Je ne suis pas un expert du cinéma québécois, mais on ne peut nier que nos chers amis mangeurs de poutine ne sont pas les premiers exportateurs dans le business du 7e art (ici habilement déguisé, premier message subliminal pour opposer le gentil film à petit budget au vilain business de producteurs aux dents longues).
Alors quand nos salles se décident à diffuser un film au pitch complètement barré comme celui-ci, on peut légitimement se dire que what the fack, ces québécois sont vraiment pas comme nous.
Et en fait, tout y est, dans ce film.
Déjà, il suscite l’intérêt, au moins un haussement négligé de sourcil : le « héros » du film, comme source de revenus complémentaire, n’a rien trouvé de mieux que de faire des dons de sperme, touchant de ce fait rémunération, et se retrouve avec 533 gosses (instant fun fact : gosses = couilles au québec) dont environ 150 veulent connaître l’identité de leur père biologique.
Or, papa biologique est un gigantesque loser qui livre (mal) de la viande pour la boucherie de papa, et fait (mal) pousser de la beuh dans son appart’.
Comme quoi prenez-en de la graine les autres, bordel on n’est pas obligé de se prendre au sérieux et de faire un film sur un môme de 8 ans avec une tête de pub pour kinder et qui recherche son vrai père, à grands renforts de violons parce que la méchante belle-mère veut protéger la méchante famille recomposée et le balance dans le caniveau à coups de pieds, puis les deux qui se retrouvent au détour du rayon saucisson à Franprix dans une gigantesque explosion lacrymale (et de foutre du réalisateur qui se paluche sur son futur César) …

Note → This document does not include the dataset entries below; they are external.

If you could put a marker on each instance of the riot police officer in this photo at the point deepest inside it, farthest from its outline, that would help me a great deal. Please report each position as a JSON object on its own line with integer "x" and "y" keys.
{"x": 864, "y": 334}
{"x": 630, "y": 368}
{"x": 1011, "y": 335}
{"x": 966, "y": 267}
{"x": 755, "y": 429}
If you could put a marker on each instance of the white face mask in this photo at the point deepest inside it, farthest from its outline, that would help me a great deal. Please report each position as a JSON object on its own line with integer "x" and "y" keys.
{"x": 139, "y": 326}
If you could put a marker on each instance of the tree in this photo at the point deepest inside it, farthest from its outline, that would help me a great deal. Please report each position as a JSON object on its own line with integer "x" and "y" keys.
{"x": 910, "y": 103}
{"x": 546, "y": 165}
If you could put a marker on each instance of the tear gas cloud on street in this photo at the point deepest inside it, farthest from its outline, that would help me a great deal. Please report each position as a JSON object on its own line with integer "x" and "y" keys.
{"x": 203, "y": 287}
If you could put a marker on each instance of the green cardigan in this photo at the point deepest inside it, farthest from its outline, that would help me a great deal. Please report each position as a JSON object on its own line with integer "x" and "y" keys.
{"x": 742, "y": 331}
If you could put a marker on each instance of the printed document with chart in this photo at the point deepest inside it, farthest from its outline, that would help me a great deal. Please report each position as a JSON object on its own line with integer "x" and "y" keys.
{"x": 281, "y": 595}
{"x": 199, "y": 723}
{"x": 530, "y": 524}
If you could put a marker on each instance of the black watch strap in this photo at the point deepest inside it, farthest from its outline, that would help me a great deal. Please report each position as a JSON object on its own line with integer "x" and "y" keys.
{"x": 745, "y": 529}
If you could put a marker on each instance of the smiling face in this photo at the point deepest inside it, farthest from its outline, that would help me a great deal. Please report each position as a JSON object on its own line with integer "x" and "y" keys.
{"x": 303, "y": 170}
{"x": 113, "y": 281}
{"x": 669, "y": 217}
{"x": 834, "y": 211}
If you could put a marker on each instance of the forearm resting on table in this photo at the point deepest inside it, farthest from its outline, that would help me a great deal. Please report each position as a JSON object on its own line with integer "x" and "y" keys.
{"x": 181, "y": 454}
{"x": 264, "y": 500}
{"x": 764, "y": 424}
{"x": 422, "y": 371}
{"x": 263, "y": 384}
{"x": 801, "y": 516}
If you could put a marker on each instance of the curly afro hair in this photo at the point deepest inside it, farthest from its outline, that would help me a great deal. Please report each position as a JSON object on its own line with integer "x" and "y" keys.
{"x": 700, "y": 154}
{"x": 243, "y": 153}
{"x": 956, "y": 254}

NON, tabernacle, le réalisateur a les gosses d’assumer son pitch débile (je tente d’intégrer ici une ambiance québécoise) sans que jamais ce ne soit ridicule, entre premier et second degré, avec des répliques et un comique de situation que n’aurait pas reniés Allen lui-même (il apparaît d’ailleurs dans le dernier Closer avec une casquette à oreilles et une barquette de poutine). Et puis cet accent québécois, nécessitant parfois les sous-titres tellement on ne bite rien à ce qui se raconte. Un plaisir rare.
En fait voir ce film, c’est un peu comme monter dans une voiture de rallye aux côtés d’un pilote professionnel : pendant le parcours on a 30 fois l’impression qu’on va se bouffer un arbre, mais une fois arrivé, on réalise la maîtrise.
Parce que le film prend des risques, il aborde des sujets terriblement casse-gueules comme la drogue, le handicap, mais comme ça ne pète jamais plus haut de son cul, l’arbre est déjà bien loin derrière. Il multiplie les personnages (il ne développe pas les 150 gamins qui veulent voir leur père, mais on en voit pas mal) et ceux-ci font vrais, consistants et pas caricaturaux (« ziouffff » fait l’arbre habilement évité).
C’est tour à tour touchant et hilarant, sans mélo dégoulinant, c’est une vraie histoire mais c’est aussi complètement improbable et barré. Et c’est vraiment à voir.
Voilà, maintenant pour niquer tout cet enthousiasme mielleux et débordant, je vous annonce qu’un remake américain avec Vince Vaughn est déjà en préparation. Prends-ça, l’originalité.